************
Optimization
************

scipy and emcee
---------------

First let's import the necessary packages, which include ``scipy`` and
``emcee`` for non-linear optimization and MCMC respectively.

.. code-block:: python

    import matplotlib.pyplot as plt
    import numpy as np

    from kelp import Model, Planet, Filter

    from scipy.optimize import minimize

    from emcee import EnsembleSampler
    from multiprocessing import Pool
    from corner import corner

    np.random.seed(42)

Next let's set up the properties of the `~kelp.Planet`, which we'll assume is
like HD 189733 b, and the `~kelp.Filter` which we'll assume is the Spitzer/IRAC
Channel 1 (3.6 micron):

.. code-block:: python

    planet = Planet.from_name('HD 189733')
    filt = Filter.from_name("IRAC 1")
    filt.bin_down(10)  # this speeds up the integration


We'll also set up the model parameters using the :math:`h_{m\ell}` basis:

.. code-block:: python

    hotspot_offset = np.radians(-40)  # Hotspot offset
    alpha = 0.6          # dimensionless fluid number
    omega = 4.5          # dimensionless drag frequency
    f = 2**-0.5          # greenhouse parameter
    A_B = 0              # Bond albedo
    lmax = 1             # \ell_{max}
    C = [[0],            # C_{m \ell} terms
         [0, 0.15, 0]]
    obs_err = 50         # Observational white noise

Now we'll initialize a noisy instance of the model to be our "truth" in
this example, which we will recover with optimization techniques:

.. code-block:: python

    # `xi` is the time axis of the phase curve, going from -pi (transit) to
    # 0 (eclipse) and back to pi (transit)
    xi = np.linspace(-np.pi, np.pi, 50)

    # Compute the phase curve of the exoplanet:
    model = Model(hotspot_offset, alpha, omega,
                  A_B, C, lmax, planet=planet, filt=filt)
    obs = model.thermal_phase_curve(xi, f=f).flux

    # Add random noise to the light curve:
    obs += obs_err * np.random.randn(xi.shape[0])

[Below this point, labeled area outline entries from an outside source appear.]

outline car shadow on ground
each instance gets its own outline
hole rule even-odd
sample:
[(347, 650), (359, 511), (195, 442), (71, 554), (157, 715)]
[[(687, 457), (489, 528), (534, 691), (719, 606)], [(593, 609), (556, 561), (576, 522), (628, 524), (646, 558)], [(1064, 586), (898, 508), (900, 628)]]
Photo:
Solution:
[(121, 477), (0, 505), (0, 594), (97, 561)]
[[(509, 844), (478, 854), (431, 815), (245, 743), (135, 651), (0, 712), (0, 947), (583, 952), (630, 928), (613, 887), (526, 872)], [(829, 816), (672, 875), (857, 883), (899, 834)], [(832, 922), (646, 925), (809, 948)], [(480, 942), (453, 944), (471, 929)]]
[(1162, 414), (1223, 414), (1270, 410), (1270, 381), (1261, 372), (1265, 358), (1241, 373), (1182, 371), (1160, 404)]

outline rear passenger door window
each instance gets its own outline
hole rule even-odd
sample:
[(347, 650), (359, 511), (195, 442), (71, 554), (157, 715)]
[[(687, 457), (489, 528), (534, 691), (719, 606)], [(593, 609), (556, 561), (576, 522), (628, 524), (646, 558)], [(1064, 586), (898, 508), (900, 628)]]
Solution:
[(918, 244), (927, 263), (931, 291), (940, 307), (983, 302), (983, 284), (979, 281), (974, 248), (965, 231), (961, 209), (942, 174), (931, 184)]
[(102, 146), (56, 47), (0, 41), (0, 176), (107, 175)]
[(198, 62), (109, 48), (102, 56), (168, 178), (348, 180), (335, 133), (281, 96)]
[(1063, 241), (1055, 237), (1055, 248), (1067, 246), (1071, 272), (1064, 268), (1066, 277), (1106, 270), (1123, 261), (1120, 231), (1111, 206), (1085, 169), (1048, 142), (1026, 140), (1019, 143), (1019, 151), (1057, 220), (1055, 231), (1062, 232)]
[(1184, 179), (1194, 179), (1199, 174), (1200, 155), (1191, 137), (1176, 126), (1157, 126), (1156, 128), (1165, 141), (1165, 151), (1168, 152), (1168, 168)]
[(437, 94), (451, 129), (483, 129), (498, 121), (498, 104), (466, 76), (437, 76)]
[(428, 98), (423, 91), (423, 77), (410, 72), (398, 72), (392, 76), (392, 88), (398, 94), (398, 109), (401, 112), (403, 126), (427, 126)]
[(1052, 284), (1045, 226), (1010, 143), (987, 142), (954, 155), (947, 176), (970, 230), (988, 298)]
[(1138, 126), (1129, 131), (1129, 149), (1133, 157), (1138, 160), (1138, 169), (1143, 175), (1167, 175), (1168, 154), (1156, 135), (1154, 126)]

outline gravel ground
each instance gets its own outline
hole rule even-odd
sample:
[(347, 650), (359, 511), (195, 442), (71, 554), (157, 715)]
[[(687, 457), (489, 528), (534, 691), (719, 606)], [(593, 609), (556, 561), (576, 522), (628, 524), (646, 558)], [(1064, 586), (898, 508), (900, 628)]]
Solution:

    # Plot the simulated "observations"
    errkwargs = dict(color='k', fmt='.', ecolor='silver')
    plt.errorbar(xi / np.pi, obs, obs_err, **errkwargs)
    plt.xlabel('$\\xi/\\pi$')
    plt.ylabel('$\\rm F_p/F_s$')

.. plot::

    import matplotlib.pyplot as plt
    import numpy as np

    from kelp import Model, Planet, Filter

    np.random.seed(42)

    planet = Planet.from_name('HD 189733')
    filt = Filter.from_name("IRAC 1")
    filt.bin_down(10)

    xi = np.linspace(-np.pi, np.pi, 50)

    hotspot_offset = np.radians(-40)
    alpha = 0.6
    omega = 4.5
    f = 2**-0.5
    A_B = 0
    lmax = 1
    C = [[0],
         [0, 0.15, 0]]
    obs_err = 50
    model = Model(hotspot_offset, alpha, omega,
                  A_B, C, lmax, planet=planet, filt=filt)
    obs = model.thermal_phase_curve(xi, f=f).flux
    obs += obs_err * np.random.randn(xi.shape[0])

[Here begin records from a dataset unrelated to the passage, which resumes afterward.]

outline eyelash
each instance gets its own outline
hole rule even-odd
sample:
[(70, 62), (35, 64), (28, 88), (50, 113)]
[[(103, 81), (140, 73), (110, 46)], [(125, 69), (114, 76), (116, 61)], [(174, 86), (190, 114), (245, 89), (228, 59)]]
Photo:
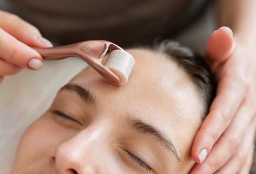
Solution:
[(55, 115), (59, 116), (60, 117), (65, 118), (67, 120), (68, 120), (72, 122), (76, 122), (79, 124), (80, 124), (80, 123), (78, 121), (76, 121), (76, 120), (74, 119), (72, 117), (68, 116), (68, 115), (66, 115), (66, 114), (64, 114), (63, 112), (62, 112), (60, 111), (54, 110), (52, 112), (52, 113)]
[[(60, 111), (54, 110), (52, 112), (52, 113), (55, 115), (59, 116), (60, 117), (68, 120), (72, 122), (80, 123), (78, 121), (76, 121), (72, 117), (66, 115), (66, 114)], [(128, 150), (126, 150), (125, 149), (124, 149), (124, 150), (127, 153), (128, 156), (130, 156), (130, 157), (132, 158), (132, 159), (133, 160), (135, 161), (135, 162), (139, 164), (140, 166), (142, 167), (144, 169), (145, 169), (147, 171), (147, 172), (149, 172), (151, 171), (151, 168), (147, 164), (146, 164), (140, 159), (135, 156), (134, 155), (129, 152)]]
[(131, 158), (133, 160), (134, 160), (140, 166), (144, 169), (145, 169), (147, 172), (151, 172), (152, 169), (151, 168), (146, 164), (144, 162), (143, 162), (140, 159), (135, 156), (134, 155), (129, 152), (127, 150), (124, 149), (124, 150), (127, 153), (128, 156)]

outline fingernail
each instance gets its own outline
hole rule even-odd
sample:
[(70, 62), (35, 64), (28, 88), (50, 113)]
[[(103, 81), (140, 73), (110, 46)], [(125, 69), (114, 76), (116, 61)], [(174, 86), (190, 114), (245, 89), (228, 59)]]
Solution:
[(43, 38), (42, 37), (37, 37), (36, 38), (39, 41), (41, 42), (42, 43), (44, 43), (45, 44), (52, 44), (50, 42), (49, 40), (47, 40), (44, 38)]
[(44, 64), (43, 62), (38, 59), (32, 58), (28, 61), (28, 66), (35, 70), (39, 70)]
[(220, 27), (220, 28), (219, 28), (219, 29), (220, 29), (221, 28), (223, 28), (224, 29), (226, 30), (226, 31), (228, 32), (230, 34), (231, 34), (232, 36), (233, 36), (233, 31), (231, 29), (230, 29), (227, 26), (222, 26)]
[(200, 160), (200, 164), (202, 163), (205, 159), (206, 155), (207, 155), (207, 152), (206, 149), (203, 149), (199, 152), (199, 154), (198, 156)]

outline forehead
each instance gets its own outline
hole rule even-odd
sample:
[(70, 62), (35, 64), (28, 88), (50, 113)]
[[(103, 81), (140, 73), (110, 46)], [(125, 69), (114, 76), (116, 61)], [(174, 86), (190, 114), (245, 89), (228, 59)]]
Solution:
[(109, 84), (90, 67), (70, 82), (89, 89), (102, 112), (128, 111), (142, 120), (146, 118), (148, 123), (158, 124), (166, 131), (171, 130), (176, 132), (174, 136), (185, 132), (191, 134), (189, 132), (200, 124), (198, 106), (202, 102), (187, 74), (160, 53), (142, 49), (127, 51), (134, 58), (135, 65), (125, 85)]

    errkwargs = dict(color='k', fmt='.', ecolor='silver')
    plt.errorbar(xi / np.pi, obs, obs_err, **errkwargs)
    plt.xlabel('$\\xi/\\pi$')
    plt.ylabel('$\\rm F_p/F_s$')
    plt.tight_layout()
    plt.show()

The simulated observations ``obs`` have small scale, uncorrelated scatter
about the phase curve mean model. Next we'll use ``scipy`` to find the best-fit
values for the hotspot offset :math:`\Delta \phi` and the power in the
:math:`C_{11}` spherical harmonic coefficient term:

.. code-block:: python

    def pc_model(p, x):
        """
        Phase curve model with two free parameters
        """
        offset, c_11, f = p
        C = [[0],
             [0, c_11, 0]]
        model = Model(hotspot_offset=offset, alpha=alpha,
                      omega_drag=omega, A_B=A_B, C_ml=C, lmax=1,
                      planet=planet, filt=filt)
        return model.thermal_phase_curve(x, f=f, check_sorted=False).flux

    def lnprior(p):
        """
        Log-prior: sets reasonable bounds on the fitting parameters
        """
        offset, c_11, f = p

        if (offset > np.pi or offset < -np.pi or c_11 > 1 or c_11 < 0):
            return -np.inf

        return 0

    def lnlike(p, x, y, yerr):
        """
        Log-likelihood: via the chi^2
        """
        return -0.5 * np.sum((pc_model(p, x) - y)**2 / yerr**2)

    def lnprob(p, x, y, yerr):
        """
        Log probability: sum of lnlike and lnprior
        """
        lp = lnprior(p)

        if np.isfinite(lp):
            return lp + lnlike(p, x, y, yerr)
        return -np.inf


    initp = np.array([-0.7, 0.1])

    bounds = [[0, 2], [0.1, 1]]

    soln = minimize(lambda *args: -lnprob(*args),
                    initp, args=(xi, obs, obs_err),
                    method='powell')


``soln.x`` now contains the best-fit (:math:`\Delta \phi`, :math:`C_{11}`)
parameters from Powell's method. With this guess at the maximum a posteriori
values for the free parameters, let's now use Markov Chain Monte Carlo to
measure the uncertainty on the maximum-likelihood parameters:

.. code-block:: python

    ndim = 3
    nwalkers = 2 * ndim  # in real life, you should scale this factor up

    # Generate initial positions for the walkers
    p0 = [soln.x + 0.1 * np.random.randn(ndim)
          for i in range(nwalkers)]

    # Run the ensemble sampler:
    with Pool() as pool:
        sampler = EnsembleSampler(nwalkers, ndim, lnprob,
                                  args=(xi, obs, obs_err),
                                  pool=pool)
        p1 = sampler.run_mcmc(p0, 100)
        sampler.reset()
        sampler.run_mcmc(p1, 500, progress=True)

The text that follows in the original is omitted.